Kreis Mainz-Bingen – Nach dem gewaltsamen Tod eines sechs Wochen alten Mädchens am Wochenende in St. Johann vernehmen die Ermittler jetzt Zeugen. Die 24 und 25 Jahre alten Eltern stehen im Verdacht, ihr Kind totgeschüttelt zu haben (die MRZ berichtete). Sie sind weiter auf freiem Fuß.
Die Ermittlungen richten sich nicht gegen das Kreisjugendamt, das die Familie schon länger betreut, sagte der Mainzer Leitende Oberstaatsanwalt Klaus Peter Mieth auf Anfrage. Jugendamtsmitarbeiter werden als Zeugen befragt.
Die CDU-Oppositionschefin im Kreistag, Dorothea Schäfer, will eine Debatte darüber anstoßen, wann das Jugendamt ein Kind aus der Familie nehmen soll. „Ich bin aber weit davon entfernt, anklagend den Finger zu heben“, sagte sie unserer Zeitung. Welche Hilfen wann geleistet würden, sei immer „eine Gratwanderung“ für die Mitarbeiter.

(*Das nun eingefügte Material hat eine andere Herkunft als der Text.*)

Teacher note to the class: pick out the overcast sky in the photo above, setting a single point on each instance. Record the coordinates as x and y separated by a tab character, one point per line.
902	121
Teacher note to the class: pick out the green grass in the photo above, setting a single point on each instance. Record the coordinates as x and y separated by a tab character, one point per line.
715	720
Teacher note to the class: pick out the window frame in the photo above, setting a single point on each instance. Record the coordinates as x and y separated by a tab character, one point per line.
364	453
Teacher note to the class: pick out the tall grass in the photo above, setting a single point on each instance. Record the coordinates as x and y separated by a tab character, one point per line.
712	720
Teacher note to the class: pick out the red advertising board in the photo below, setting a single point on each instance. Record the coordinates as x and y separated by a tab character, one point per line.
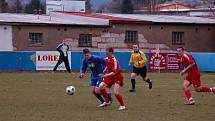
163	61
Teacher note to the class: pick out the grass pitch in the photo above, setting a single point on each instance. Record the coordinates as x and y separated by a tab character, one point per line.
40	96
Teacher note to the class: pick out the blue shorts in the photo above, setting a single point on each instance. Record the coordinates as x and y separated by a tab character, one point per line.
95	81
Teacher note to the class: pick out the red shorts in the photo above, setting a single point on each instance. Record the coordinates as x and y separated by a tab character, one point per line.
194	79
109	81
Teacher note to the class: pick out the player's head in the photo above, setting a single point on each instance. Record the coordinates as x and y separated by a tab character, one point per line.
87	54
109	51
180	51
65	42
135	47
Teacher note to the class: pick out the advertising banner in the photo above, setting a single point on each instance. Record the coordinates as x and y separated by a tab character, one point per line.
46	60
163	61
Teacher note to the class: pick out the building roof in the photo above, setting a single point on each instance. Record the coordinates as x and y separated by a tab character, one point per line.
167	18
101	19
54	19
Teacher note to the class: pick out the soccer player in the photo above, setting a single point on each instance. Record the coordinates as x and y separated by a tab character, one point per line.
96	65
138	59
193	76
112	76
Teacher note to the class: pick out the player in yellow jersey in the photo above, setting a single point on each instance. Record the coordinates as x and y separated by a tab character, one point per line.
138	59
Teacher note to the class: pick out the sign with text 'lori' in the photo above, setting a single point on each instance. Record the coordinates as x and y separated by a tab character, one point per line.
164	61
46	60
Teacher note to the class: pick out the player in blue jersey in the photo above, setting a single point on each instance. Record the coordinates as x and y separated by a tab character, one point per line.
96	65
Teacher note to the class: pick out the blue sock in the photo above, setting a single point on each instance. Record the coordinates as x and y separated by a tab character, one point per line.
99	97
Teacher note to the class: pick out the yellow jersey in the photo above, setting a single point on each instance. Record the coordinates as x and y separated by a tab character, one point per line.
138	58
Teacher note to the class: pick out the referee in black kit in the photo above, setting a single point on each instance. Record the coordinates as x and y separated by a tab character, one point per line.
63	50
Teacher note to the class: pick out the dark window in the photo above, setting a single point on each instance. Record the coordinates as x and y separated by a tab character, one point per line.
35	38
85	40
178	38
131	36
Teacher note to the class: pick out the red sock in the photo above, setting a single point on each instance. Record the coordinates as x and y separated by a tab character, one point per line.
206	89
105	95
120	100
188	94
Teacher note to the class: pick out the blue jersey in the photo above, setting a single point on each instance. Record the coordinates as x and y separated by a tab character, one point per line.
96	65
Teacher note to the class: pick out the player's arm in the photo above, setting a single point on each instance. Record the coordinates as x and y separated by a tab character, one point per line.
143	59
83	69
113	70
131	59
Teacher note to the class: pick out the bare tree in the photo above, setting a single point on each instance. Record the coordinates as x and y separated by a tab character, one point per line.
3	6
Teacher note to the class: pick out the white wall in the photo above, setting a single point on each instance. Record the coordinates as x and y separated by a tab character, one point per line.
6	38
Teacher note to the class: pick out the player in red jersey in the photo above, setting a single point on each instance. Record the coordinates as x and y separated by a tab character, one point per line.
193	76
112	76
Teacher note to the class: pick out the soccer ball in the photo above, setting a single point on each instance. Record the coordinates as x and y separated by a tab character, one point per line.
70	90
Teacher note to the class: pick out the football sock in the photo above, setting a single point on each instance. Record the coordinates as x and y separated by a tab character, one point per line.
133	83
110	97
148	80
99	97
119	98
206	89
105	95
188	94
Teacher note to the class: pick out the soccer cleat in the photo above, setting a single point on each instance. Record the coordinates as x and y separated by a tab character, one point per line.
132	90
121	108
192	102
213	90
110	97
150	84
104	104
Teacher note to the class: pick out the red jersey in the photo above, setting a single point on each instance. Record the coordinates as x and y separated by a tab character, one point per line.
186	60
112	65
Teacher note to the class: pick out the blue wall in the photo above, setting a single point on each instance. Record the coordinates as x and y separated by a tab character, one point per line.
17	61
24	60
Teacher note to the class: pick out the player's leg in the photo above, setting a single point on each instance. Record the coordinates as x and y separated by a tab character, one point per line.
95	81
97	95
133	82
103	91
187	92
66	63
197	85
143	74
119	96
58	63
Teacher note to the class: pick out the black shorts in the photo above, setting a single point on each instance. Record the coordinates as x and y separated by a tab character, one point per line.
140	71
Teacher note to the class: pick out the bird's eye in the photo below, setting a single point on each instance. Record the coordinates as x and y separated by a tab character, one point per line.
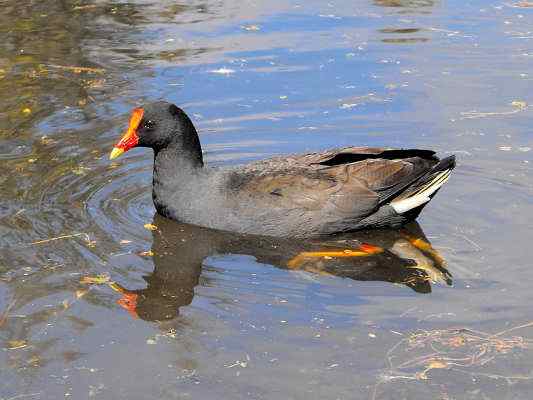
149	124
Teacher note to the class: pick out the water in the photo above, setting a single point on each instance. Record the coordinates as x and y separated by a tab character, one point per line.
219	316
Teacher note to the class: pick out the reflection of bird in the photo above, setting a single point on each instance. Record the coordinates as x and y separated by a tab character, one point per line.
295	196
180	249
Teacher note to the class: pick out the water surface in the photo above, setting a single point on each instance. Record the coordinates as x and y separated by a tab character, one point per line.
212	315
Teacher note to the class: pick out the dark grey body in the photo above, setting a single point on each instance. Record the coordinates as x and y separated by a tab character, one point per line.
307	195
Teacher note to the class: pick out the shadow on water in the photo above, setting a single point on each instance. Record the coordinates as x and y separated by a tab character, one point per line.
180	252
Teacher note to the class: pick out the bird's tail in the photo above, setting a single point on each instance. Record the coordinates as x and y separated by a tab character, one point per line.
421	191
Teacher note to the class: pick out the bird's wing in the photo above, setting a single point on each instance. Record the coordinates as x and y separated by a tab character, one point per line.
350	182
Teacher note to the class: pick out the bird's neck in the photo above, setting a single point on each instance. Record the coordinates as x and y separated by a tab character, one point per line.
175	168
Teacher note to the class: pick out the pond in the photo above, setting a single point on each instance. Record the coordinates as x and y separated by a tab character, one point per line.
100	297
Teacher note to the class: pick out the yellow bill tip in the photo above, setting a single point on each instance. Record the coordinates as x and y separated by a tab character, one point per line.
115	153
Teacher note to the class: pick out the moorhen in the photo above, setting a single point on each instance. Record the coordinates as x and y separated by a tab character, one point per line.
305	195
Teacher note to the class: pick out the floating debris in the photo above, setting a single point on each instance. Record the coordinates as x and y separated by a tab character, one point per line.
253	28
518	107
96	280
16	344
223	71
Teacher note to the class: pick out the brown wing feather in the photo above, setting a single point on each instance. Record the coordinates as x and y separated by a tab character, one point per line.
349	182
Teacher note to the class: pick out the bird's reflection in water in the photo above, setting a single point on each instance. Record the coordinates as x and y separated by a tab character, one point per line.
403	257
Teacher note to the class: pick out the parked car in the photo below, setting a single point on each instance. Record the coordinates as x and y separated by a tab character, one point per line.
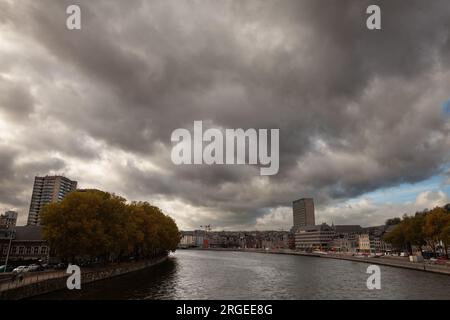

Schäfer will das Thema Anfang November im Ältestenrat des Kreistags ansprechen. „Die Kriterien für eine Herausnahme sollten überdacht werden.“ Auch die Personalstärke gehöre auf den Prüfstand. Das Jugendamt hatte nach dem Tod des Säuglings den 16 Monate alten älteren Bruder in Obhut genommen – was bedeutet, dass er in einem Heim oder einer Pflegestelle unterkam. Details gibt der Kreis nicht bekannt.
Zuvor habe es keinen Anlass gegeben, ein Kind aus der Familie zu nehmen. Betreut wurde sie schon seit März „wegen familiärer Themen“. Das Jugendamt hatte Hinweise auf Probleme in der Familie erhalten, die damals noch zu dritt war. Im September zog sie in die 800-Einwohner-Gemeinde St. Johann. Noch am Freitag vor dem mutmaßlichen Tötungsdelikt waren nach Kreis-Angaben zwei Jugendamtsmitarbeiter in der Familie. „Die Eltern zeigten sich kooperativ und waren zu einer noch engeren Zusammenarbeit mit dem Jugendamt bereit.“
Umso schockierter sei das Jugendamt gewesen, als es am Sonntag während des Bereitschaftsdienstes Kontakt mit der Familie aufnahm und vom Tod des Kindes erfuhr.
Claudia Renner
Pro Jahr kommen 30 Kinder in Obhut
Das Jugendamt Mainz-Bingen betreut derzeit 783 Familien, die Hilfen zur Erziehung erhalten. Daneben führte das Jugendamt im vergangenen Jahr 1164 Beratungen zu Erziehungsfragen sowie bei Trennung und Scheidung durch. Pro Jahr werden 30 Kinder aus der Familie und in Obhut genommen. Ein Mitarbeiter bearbeitet im Schnitt 34 Fälle von Hilfen zur Erziehung, hinzu kommen 40 Beratungsfälle. Seit 2007 wurde die Jugendhilfe ausgebaut, unter anderem mit einer Rufbereitschaft.